Finding Nash Equilibria directly from the extensive form/game tree

Question

How can you find the Nash equilibrium of a game directly from the extensive form game/game tree of a game. You can find Nash equilibria from the strategic form (normal form table), but finding it directly from the extensive form seems very interesting as well. A position/strategy profile is a Nash equilibrium if it is a best response to other strategies of the other players. (The photo is in the link). Thank you.

How can we do this for the 3 player game tree below:enter image description here

Answer 1

It's a bit tedious to describe, but with enough practice, you should be able to follow the steps below to quickly identify NEs (not only the subgame perfect ones) from a game tree.

The idea is that you first suppose player 1 plays a certain strategy. Then you find out the best responses of the other players. Lastly you check whether the initially supposed strategy for player 1 is a best response to the other players' best responses (to it). If it is, you have a profile of mutually best responding strategies, hence a NE; if it isn't, then you don't have any NE with the initially supposed strategy of player 1.

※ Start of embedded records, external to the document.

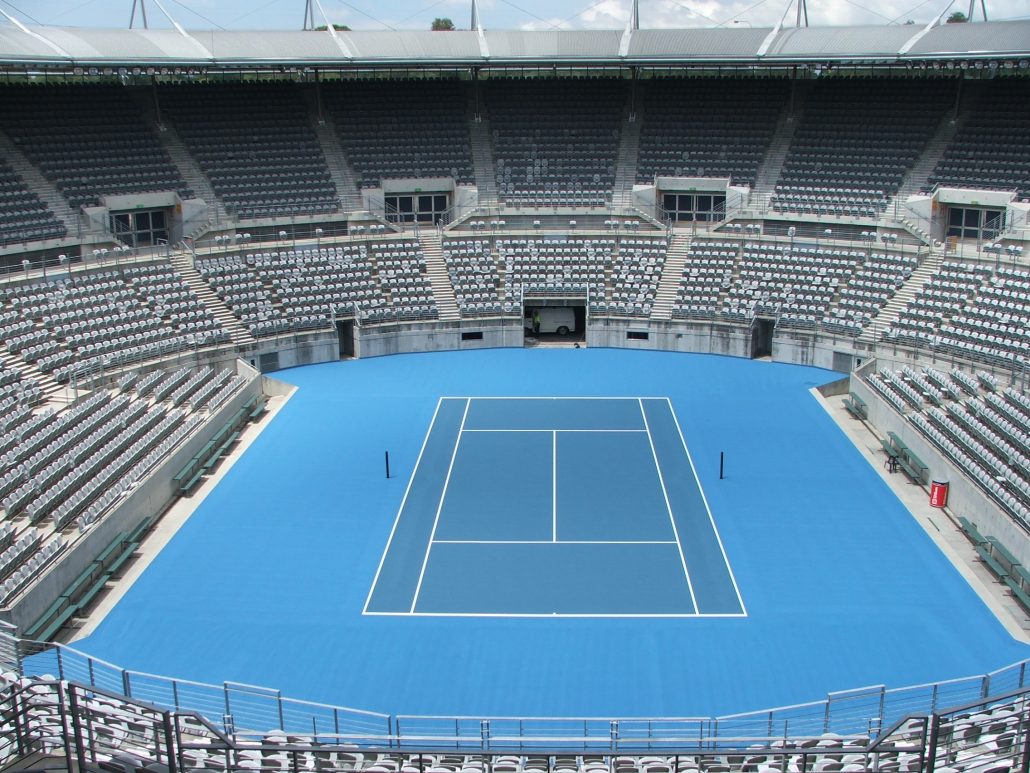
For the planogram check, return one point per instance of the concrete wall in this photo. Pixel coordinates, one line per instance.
(398, 339)
(150, 497)
(965, 498)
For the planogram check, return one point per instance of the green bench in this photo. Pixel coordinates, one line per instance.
(856, 406)
(992, 563)
(52, 612)
(970, 531)
(57, 624)
(915, 468)
(127, 551)
(1002, 553)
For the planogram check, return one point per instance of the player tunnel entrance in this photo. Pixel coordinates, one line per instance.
(554, 320)
(761, 337)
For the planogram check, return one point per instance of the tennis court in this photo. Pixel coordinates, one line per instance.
(554, 506)
(269, 581)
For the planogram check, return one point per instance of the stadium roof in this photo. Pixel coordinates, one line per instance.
(63, 46)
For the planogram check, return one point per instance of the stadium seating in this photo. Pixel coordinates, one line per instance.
(410, 129)
(23, 215)
(302, 290)
(979, 427)
(270, 164)
(104, 318)
(89, 140)
(972, 309)
(708, 127)
(555, 142)
(989, 150)
(855, 142)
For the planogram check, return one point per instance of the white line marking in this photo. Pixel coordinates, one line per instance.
(729, 567)
(668, 506)
(551, 397)
(552, 430)
(554, 486)
(560, 615)
(440, 507)
(400, 510)
(551, 542)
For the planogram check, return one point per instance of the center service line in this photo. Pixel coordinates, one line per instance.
(554, 485)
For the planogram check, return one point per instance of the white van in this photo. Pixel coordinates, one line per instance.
(560, 320)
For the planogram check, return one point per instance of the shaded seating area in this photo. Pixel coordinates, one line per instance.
(975, 424)
(408, 129)
(975, 310)
(270, 164)
(89, 140)
(708, 127)
(555, 141)
(856, 140)
(990, 148)
(104, 318)
(23, 215)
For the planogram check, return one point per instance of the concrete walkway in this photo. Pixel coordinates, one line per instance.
(939, 524)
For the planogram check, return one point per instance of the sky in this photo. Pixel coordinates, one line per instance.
(528, 14)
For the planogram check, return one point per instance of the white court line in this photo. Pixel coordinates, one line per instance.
(718, 539)
(440, 507)
(560, 615)
(549, 397)
(553, 430)
(668, 506)
(552, 542)
(392, 530)
(554, 486)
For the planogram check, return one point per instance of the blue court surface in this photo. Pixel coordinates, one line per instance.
(554, 540)
(554, 506)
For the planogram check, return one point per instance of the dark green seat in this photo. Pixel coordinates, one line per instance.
(1019, 593)
(135, 534)
(856, 406)
(109, 551)
(124, 557)
(1002, 553)
(75, 589)
(52, 611)
(971, 532)
(192, 482)
(96, 587)
(57, 624)
(992, 563)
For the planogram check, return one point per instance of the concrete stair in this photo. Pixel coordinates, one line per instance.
(436, 269)
(340, 170)
(625, 165)
(47, 385)
(482, 156)
(36, 182)
(889, 313)
(919, 175)
(776, 156)
(181, 158)
(672, 274)
(182, 263)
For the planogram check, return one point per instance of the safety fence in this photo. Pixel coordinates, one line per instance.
(243, 708)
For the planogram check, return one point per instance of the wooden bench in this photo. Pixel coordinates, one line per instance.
(856, 406)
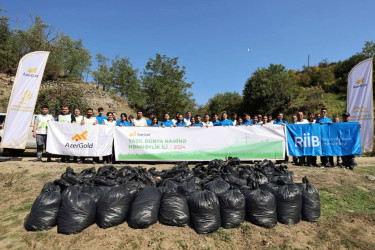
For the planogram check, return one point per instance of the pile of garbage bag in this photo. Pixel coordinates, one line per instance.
(221, 194)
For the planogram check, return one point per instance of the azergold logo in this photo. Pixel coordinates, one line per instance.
(32, 70)
(78, 137)
(360, 80)
(133, 133)
(25, 96)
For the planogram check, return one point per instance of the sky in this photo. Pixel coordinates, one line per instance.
(221, 43)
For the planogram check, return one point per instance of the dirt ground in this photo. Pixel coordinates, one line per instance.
(21, 182)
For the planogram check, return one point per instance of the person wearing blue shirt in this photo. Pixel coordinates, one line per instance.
(325, 120)
(225, 121)
(123, 121)
(280, 119)
(215, 120)
(248, 120)
(180, 121)
(101, 116)
(167, 122)
(198, 121)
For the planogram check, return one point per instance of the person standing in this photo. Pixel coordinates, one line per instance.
(40, 132)
(100, 117)
(325, 120)
(66, 117)
(348, 161)
(140, 121)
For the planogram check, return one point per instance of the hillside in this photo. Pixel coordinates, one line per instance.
(95, 97)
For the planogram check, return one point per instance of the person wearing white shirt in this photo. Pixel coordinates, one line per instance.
(40, 132)
(140, 121)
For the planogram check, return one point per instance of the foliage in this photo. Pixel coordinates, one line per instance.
(165, 87)
(228, 101)
(56, 97)
(269, 90)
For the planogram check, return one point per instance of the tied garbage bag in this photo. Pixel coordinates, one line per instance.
(204, 212)
(232, 208)
(113, 207)
(145, 208)
(77, 211)
(310, 202)
(45, 209)
(289, 204)
(174, 209)
(217, 186)
(261, 208)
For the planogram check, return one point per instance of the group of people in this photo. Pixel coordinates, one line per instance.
(112, 119)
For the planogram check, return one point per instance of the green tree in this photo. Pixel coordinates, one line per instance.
(165, 87)
(125, 81)
(228, 101)
(103, 76)
(269, 90)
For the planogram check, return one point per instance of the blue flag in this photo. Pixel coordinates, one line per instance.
(336, 139)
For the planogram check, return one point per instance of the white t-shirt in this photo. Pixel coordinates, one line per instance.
(304, 121)
(209, 124)
(78, 119)
(65, 118)
(140, 123)
(108, 123)
(90, 121)
(42, 121)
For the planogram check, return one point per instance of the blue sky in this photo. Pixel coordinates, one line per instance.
(210, 37)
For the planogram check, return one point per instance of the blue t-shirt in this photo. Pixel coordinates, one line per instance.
(324, 120)
(167, 123)
(180, 124)
(123, 123)
(226, 122)
(101, 118)
(280, 122)
(249, 122)
(217, 123)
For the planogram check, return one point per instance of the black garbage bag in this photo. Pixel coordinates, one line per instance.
(113, 207)
(174, 209)
(145, 208)
(217, 186)
(77, 211)
(95, 191)
(261, 208)
(232, 208)
(43, 214)
(204, 210)
(310, 201)
(190, 186)
(289, 204)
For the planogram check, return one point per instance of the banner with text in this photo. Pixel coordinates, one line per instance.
(199, 143)
(23, 98)
(336, 139)
(360, 101)
(79, 140)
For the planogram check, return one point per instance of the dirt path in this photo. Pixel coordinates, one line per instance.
(21, 182)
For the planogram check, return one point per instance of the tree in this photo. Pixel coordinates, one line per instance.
(228, 101)
(269, 90)
(125, 81)
(165, 87)
(103, 75)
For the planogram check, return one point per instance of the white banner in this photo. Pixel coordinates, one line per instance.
(360, 101)
(79, 140)
(199, 143)
(23, 98)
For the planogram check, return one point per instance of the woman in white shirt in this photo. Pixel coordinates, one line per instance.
(206, 121)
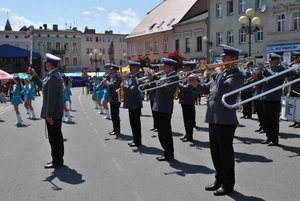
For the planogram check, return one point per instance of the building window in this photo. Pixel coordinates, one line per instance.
(75, 61)
(296, 20)
(219, 40)
(74, 46)
(40, 45)
(199, 44)
(147, 45)
(133, 50)
(280, 23)
(155, 46)
(57, 45)
(258, 4)
(67, 62)
(177, 45)
(259, 35)
(242, 36)
(48, 45)
(166, 45)
(229, 8)
(219, 10)
(230, 40)
(66, 46)
(242, 6)
(188, 45)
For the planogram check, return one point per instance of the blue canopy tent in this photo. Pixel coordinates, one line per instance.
(16, 60)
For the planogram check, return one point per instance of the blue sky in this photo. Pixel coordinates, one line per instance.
(119, 15)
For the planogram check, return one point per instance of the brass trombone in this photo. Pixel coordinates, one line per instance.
(197, 70)
(295, 67)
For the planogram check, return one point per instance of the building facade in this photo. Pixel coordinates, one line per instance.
(224, 27)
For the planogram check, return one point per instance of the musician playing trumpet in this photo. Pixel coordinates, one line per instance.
(222, 120)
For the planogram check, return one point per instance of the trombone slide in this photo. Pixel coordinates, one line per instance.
(256, 83)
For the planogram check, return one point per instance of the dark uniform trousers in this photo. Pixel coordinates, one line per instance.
(153, 114)
(188, 112)
(115, 116)
(247, 107)
(164, 131)
(222, 154)
(271, 114)
(258, 104)
(56, 141)
(135, 124)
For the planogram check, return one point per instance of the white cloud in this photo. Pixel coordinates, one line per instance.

1. Suppose player 1 plays $A$

   • Player 2's best response to $A$ is $w$ and player 3's best response to $A$ is both $S$ and $T$
     1. Suppose player 3 plays $S$
        • Player 1's best response to $(w,S)$ is $A$, same as the initial supposition. NE: $(A,w,S)$
     2. Suppose instead player 3 plays $T$
        • Player 1's best response to $(w,T)$ is $C$, not $A$. No NE.

2. Suppose player 1 plays $B$

   • Player 2's best response to $B$ is $\{u,v,w\}$ and player 3's best response to $B$ is $\{S,T\}$
   • Check whether $B$ is a best response to each of $\{(u,S),(u,T),(v,S),(v,T),(w,S),(w,T)\}$. If it is, we have a NE; if not, we don't.
   • We can verify that only $(B,v,S)$ is a NE
3. Suppose player 1 plays $C$
   • Player 2's best response to $C$ is $\{u,v,w\}$ and player 3's best response to $C$ is $S$
   • Check whether $C$ is a best response to each of $\{(u,S),(v,S),(w,S)\}$. If it is, we have a NE; if not, we don't.
   • Only NE is $(C,v,S)$.

Overall, there are three NEs: $(A,w,S)$, $(B,v,S)$, $(C,v,S)$, with the first being the only SPE.